SUMÁRIO (da responsabilidade da Relatora - art. 663.º, n.º 7 do CPC)
I. Na verificação do cumprimento do ónus de impugnação da matéria de facto, os aspectos de ordem formal devem ser modelados em função dos princípios da proporcionalidade e da razoabilidade, dando-se prevalência à dimensão substancial sobre a estritamente formal; e servindo as conclusões do recurso para delimitar o seu objecto, devem ser identificados nelas com precisão os pontos de facto que são objecto de impugnação, mas bastando quanto aos demais requisitos que constem de forma explícita na respectiva e anterior motivação (arts. 635.º, n.º 4, 639.º, n.º 1 e n.º 2, e 640.º, n.º 1 e n.º 2, todos do CPC).

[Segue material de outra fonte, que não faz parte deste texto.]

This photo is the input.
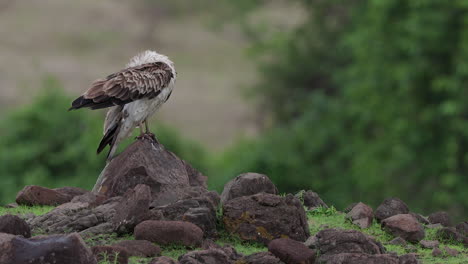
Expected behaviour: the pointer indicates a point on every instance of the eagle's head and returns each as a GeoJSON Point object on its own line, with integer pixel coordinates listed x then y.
{"type": "Point", "coordinates": [150, 56]}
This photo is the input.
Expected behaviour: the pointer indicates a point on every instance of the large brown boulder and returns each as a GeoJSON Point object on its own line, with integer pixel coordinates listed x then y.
{"type": "Point", "coordinates": [361, 258]}
{"type": "Point", "coordinates": [37, 195]}
{"type": "Point", "coordinates": [148, 162]}
{"type": "Point", "coordinates": [291, 251]}
{"type": "Point", "coordinates": [139, 248]}
{"type": "Point", "coordinates": [312, 200]}
{"type": "Point", "coordinates": [14, 225]}
{"type": "Point", "coordinates": [200, 211]}
{"type": "Point", "coordinates": [169, 232]}
{"type": "Point", "coordinates": [440, 218]}
{"type": "Point", "coordinates": [405, 226]}
{"type": "Point", "coordinates": [69, 249]}
{"type": "Point", "coordinates": [361, 215]}
{"type": "Point", "coordinates": [390, 207]}
{"type": "Point", "coordinates": [264, 217]}
{"type": "Point", "coordinates": [78, 217]}
{"type": "Point", "coordinates": [208, 256]}
{"type": "Point", "coordinates": [247, 184]}
{"type": "Point", "coordinates": [261, 258]}
{"type": "Point", "coordinates": [133, 210]}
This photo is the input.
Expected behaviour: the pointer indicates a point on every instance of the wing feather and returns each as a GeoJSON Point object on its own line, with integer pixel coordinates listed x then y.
{"type": "Point", "coordinates": [128, 85]}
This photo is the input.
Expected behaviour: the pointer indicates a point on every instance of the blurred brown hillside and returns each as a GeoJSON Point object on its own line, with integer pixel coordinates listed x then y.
{"type": "Point", "coordinates": [80, 41]}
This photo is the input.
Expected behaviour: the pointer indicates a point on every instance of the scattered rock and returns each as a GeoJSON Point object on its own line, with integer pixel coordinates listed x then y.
{"type": "Point", "coordinates": [133, 210]}
{"type": "Point", "coordinates": [312, 200]}
{"type": "Point", "coordinates": [349, 207]}
{"type": "Point", "coordinates": [462, 228]}
{"type": "Point", "coordinates": [361, 258]}
{"type": "Point", "coordinates": [208, 256]}
{"type": "Point", "coordinates": [405, 226]}
{"type": "Point", "coordinates": [169, 232]}
{"type": "Point", "coordinates": [397, 241]}
{"type": "Point", "coordinates": [200, 211]}
{"type": "Point", "coordinates": [440, 218]}
{"type": "Point", "coordinates": [227, 249]}
{"type": "Point", "coordinates": [69, 249]}
{"type": "Point", "coordinates": [429, 243]}
{"type": "Point", "coordinates": [14, 225]}
{"type": "Point", "coordinates": [291, 251]}
{"type": "Point", "coordinates": [411, 248]}
{"type": "Point", "coordinates": [336, 241]}
{"type": "Point", "coordinates": [390, 207]}
{"type": "Point", "coordinates": [436, 252]}
{"type": "Point", "coordinates": [92, 199]}
{"type": "Point", "coordinates": [434, 226]}
{"type": "Point", "coordinates": [11, 205]}
{"type": "Point", "coordinates": [37, 195]}
{"type": "Point", "coordinates": [77, 217]}
{"type": "Point", "coordinates": [260, 258]}
{"type": "Point", "coordinates": [139, 248]}
{"type": "Point", "coordinates": [264, 217]}
{"type": "Point", "coordinates": [111, 254]}
{"type": "Point", "coordinates": [163, 260]}
{"type": "Point", "coordinates": [361, 215]}
{"type": "Point", "coordinates": [148, 162]}
{"type": "Point", "coordinates": [451, 252]}
{"type": "Point", "coordinates": [408, 259]}
{"type": "Point", "coordinates": [421, 219]}
{"type": "Point", "coordinates": [450, 234]}
{"type": "Point", "coordinates": [247, 184]}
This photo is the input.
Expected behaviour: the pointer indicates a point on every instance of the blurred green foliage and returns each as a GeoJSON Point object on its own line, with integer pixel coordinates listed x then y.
{"type": "Point", "coordinates": [43, 144]}
{"type": "Point", "coordinates": [368, 99]}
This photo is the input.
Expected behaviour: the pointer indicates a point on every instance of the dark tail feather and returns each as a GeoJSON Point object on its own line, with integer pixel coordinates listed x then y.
{"type": "Point", "coordinates": [81, 102]}
{"type": "Point", "coordinates": [108, 139]}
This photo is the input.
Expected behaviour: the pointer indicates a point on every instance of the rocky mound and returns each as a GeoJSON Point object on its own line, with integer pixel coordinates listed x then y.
{"type": "Point", "coordinates": [148, 193]}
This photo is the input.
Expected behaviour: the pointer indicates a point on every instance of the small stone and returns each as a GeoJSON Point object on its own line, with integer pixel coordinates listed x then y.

II. O uso, pela Relação, dos poderes de alteração da decisão da 1.ª Instância sobre a matéria de facto só deve ser concretizado quando seja possível, com a necessária segurança, concluir pela existência de erro de apreciação relativamente a concretos pontos de facto impugnados, nomeadamente por os depoimentos prestados em audiência, conjugados com a restante prova produzida, imporem uma conclusão diferente (prevalecendo, em caso contrário, os princípios da imediação, da oralidade, da concentração e da livre apreciação da prova).
III. Resultando suficientemente da alegação inicial o ter o réu de assegurar que as plantações existentes no terraço de cobertura ajardinado não provocariam infiltrações ou quaisquer danos nas fracções autónomas inferiores, o que não sucedeu - por ali ter árvores, limoeiros, arbustos e sebes, com cerca de dois metros de altura -, e resultando da discussão da causa que as raízes daquelas espécies vegetais teriam capacidade para perfurar as telas de impermeabilização, danificando-as, permite-se a consideração deste último facto na decisão final de mérito (art. 5.º, n.º 2, al. b), do CPC).
IV. O terraço de cobertura é parte comum do prédio de que faça parte, e ainda que afecto ao uso exclusivo de uma fracção autónoma (art. 1421.º, n.º 1, a. b), do CC).
V. Mercê da dúplice função do terraço de cobertura - de parte comum estrutural do edifício (protegendo-o das condições atmosféricas ou climatéricas) e de espaço de fruição individual (do condómino a cujo uso exclusivo esteja afecto), as obras destinadas a conservar/manter a idoneidade dos materiais que asseguram aquela função de cobertura, ou a reparar as suas deficiências estruturais, são encargo do condomínio no seu todo, enquanto que as obras destinadas a reparar o desgaste normal provocado pelo seu mero e devido uso individual, são da responsabilidade do condómino que o frui em exclusivo (art. 1424., n.º 1 e n.º 3, do CC).